As a reader you don't want your publication to serve you mush. But that means that on occasion it will hand you something that won't taste too good. Once in a while, it might taste so awful, you want to dump it in the trash. So do that. But come back to the table next time, because you might find the next week's serving delicious.

The publication of "Hooked" couldn't be more timely. Last week was Banned Books Week, and it is the 50th anniversary of the publication of To Kill a Mockingbird, which is one of the most-targeted books for banning. I also picked up the "Hooked" story just a few weeks after accomplishing a lifetime goal: I read Ulysses, by James Joyce. In 1933 the U.S. banned importation of Joyce's masterpiece, which, by the way, is almost impossible to read. But back then, U.S. District Court Judge John Woolsey ruled that in its entirety the book wasn't obscene, even though in one chapter Leopold Bloom masturbates on a public beach and in another Molly Bloom imagines the various ways she has had sex. The decision gave writers license to experiment and gave the American public the ability to read what some might consider dangerous.

The First Amendment is now just over 200 years old, but its concepts of press freedom date to 1644, when John Milton wrote this: "Though all the winds of doctrine were let loose to play upon the earth, so Truth be in the field, we do injuriously, by licensing and prohibiting, to misdoubt her strength. Let her and Falsehood grapple; who ever knew Truth put to the worse, in a free and open encounter?"

Supreme Court Justice Oliver Wendell Holmes based his landmark opposition of wartime censorship in Abrams v. United States in 1919 on Milton when he said: "Persecution for the expression of opinions seems to me perfectly logical. If you have no doubt of your premises or your power and want a certain result with all your heart you naturally express your wishes in law and sweep away all opposition ... But when men have realized that time has upset many fighting faiths, they may come to believe ... that the ultimate good desired is better reached by free trade in ideas ... that the best test of truth is the power of the thought to get itself accepted in the competition of the market ..."
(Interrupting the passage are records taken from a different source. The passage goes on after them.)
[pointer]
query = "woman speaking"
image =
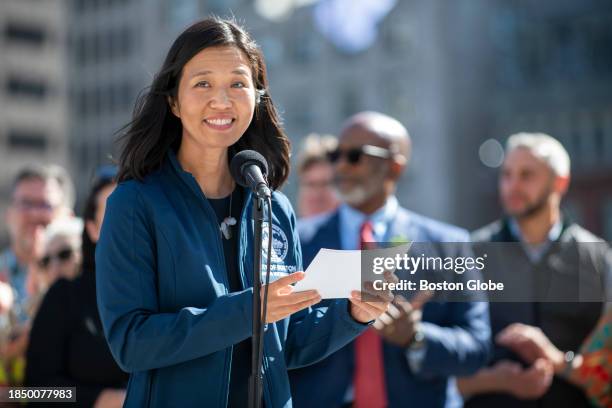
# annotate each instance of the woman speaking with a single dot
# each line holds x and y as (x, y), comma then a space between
(174, 257)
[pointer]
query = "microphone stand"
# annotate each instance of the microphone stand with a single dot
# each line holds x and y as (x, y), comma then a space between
(256, 379)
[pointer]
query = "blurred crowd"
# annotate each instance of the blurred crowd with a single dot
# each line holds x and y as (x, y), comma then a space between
(498, 355)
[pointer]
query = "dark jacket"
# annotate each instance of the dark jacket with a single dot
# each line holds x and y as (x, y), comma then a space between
(566, 324)
(457, 334)
(163, 295)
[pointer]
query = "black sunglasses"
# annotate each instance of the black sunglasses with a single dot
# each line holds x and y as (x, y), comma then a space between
(62, 255)
(353, 156)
There was no better example of this marketplace of ideas than the backlash of letters and comments that flooded the Journal after it published "Hooked."

More and more I worry that in the age of media selectivity, where we Google search only stuff we already know about, we will lose the ability to dialog. That requires civil conversation between opposing viewpoints.

NPR recently aired a story about SeekFind, a Christian-based search engine that will yield only links deemed Bible-safe. In a class on mass media I taught several years ago, I assigned two books and by the end of the course I had disagreed with just about everything both authors had to say. A student asked me why I bothered assigning a book I disagreed with. I said: "Why read something you agree with? It is the stuff you disagree with that gets you thinking."

The bloody photo on the cover of the "Hooked" issue I could have done without. But my daughter hasn't developed any obsession for piercings, except for her ears, and she first asked for pierced ears when boys still had peanuts.

I never finished reading "Hooked" because I decided I got the gist and it didn't go with my crepes. But the community dialog the article spurred? Well, that I ate up.

 

Marcy Burstiner is an assistant professor of journalism and mass communication at Humboldt State University. She doesn't hang by any wires but you can usually find her hanging out at the Farmer's Market in Arcata each weekend.